Last week I wrote about how depression fuels my wanderlust. Today I want to touch on the other side of the coin.
When you travel as much as I do, you are constantly living in extreme scenarios. Just last night I was at a bonfire on the beach until 1am and this morning I was up again at 5am to teach sunrise yoga. You never know what you are going to get thrown into and you generally just go with the flow.
There is very little stability in my life and it is extremely hard for me to maintain meaningful relationships (of any sort) when I refuse to stay in one place.
So while traveling is a major tool for me when it comes to coping with depression, sometimes I wonder how much of my depression was born out of travel in the first place.
When you are constantly changing environments, your identity is always in question. Everywhere you go you are surrounded by new people with different values. We all know how we act different depending on who you are around. This gets heightened when you are around drastically different people every few weeks.
Every time I go somewhere, I learn something about myself. I take those lessons with me to the next place I go. All of this change can be great. It has helped me discover which parts of myself are my true self and which parts are a product of my environment.
But all this change can also cause one hell of an identity crisis. Especially when I go home and everyone expects me to be the person I was before I left.
I don't often end up in my darkest places when I am traveling. All of the newness keeps me distracted and leaves me with little time to think myself to death.
However, when I get home for a trip, I feel the consequences of my insatiable wanderlust in full force. Back in my room, where nothing is different, my own changes become blaringly obvious.

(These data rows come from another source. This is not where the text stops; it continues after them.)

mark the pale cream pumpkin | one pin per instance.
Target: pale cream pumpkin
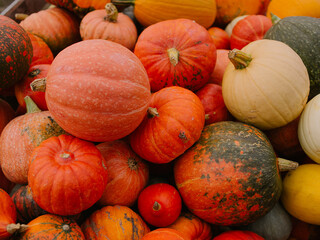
(266, 84)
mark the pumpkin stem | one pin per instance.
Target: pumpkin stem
(38, 85)
(112, 13)
(153, 112)
(286, 165)
(31, 105)
(239, 59)
(173, 56)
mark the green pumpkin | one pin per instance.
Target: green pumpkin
(302, 34)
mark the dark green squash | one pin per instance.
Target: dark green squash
(302, 34)
(15, 52)
(230, 175)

My parents still live in the town I was born in, and I am grateful to have that stable home, but at times that stability can be suffocating. The familiar air feels stagnant after breathing new air every day. The very stability that I appreciate in Danville can feel threatening to my flighty lifestyle.
Every time I come home I take stock: what friends did I lose touch with? What values have I lost or gained? How is Sarah 2016 different than Sarah 2015?
With every trip I grow further away from the little Californian girl I once was. And with every return I feel a lost in my own skin.
Inevitably this back-and-forth game of identity limbo leads to depression, which (as I mentioned last week) leads to more travel. Thus, the cycle continues...
Depression is a tricky game that your brain plays on itself. When you are high, you fell as though you have finally won. You believe you will never be low again. And when you are low, coming out of that place feels impossible and no matter how many times you have been through it, you don't believe you will ever experience the high again.
When I started this series I thought about lying; I thought about saying I have all the answers and travel only does good things for my mental health. But what good does it do to fool myself? And how can I help those who share my experiences if I cannot be honest about those experiences?
Not only do I not have all the answers, but I don't really have any answers at all. I am still figuring things out and mostly making it up as I go along. But if there is anything travel has taught me it is that there is no black and white. There is no good and bad. There is only my life and my attempt to live it as best I can. And, seeming as I too am only human, that attempt is guaranteed to be messy.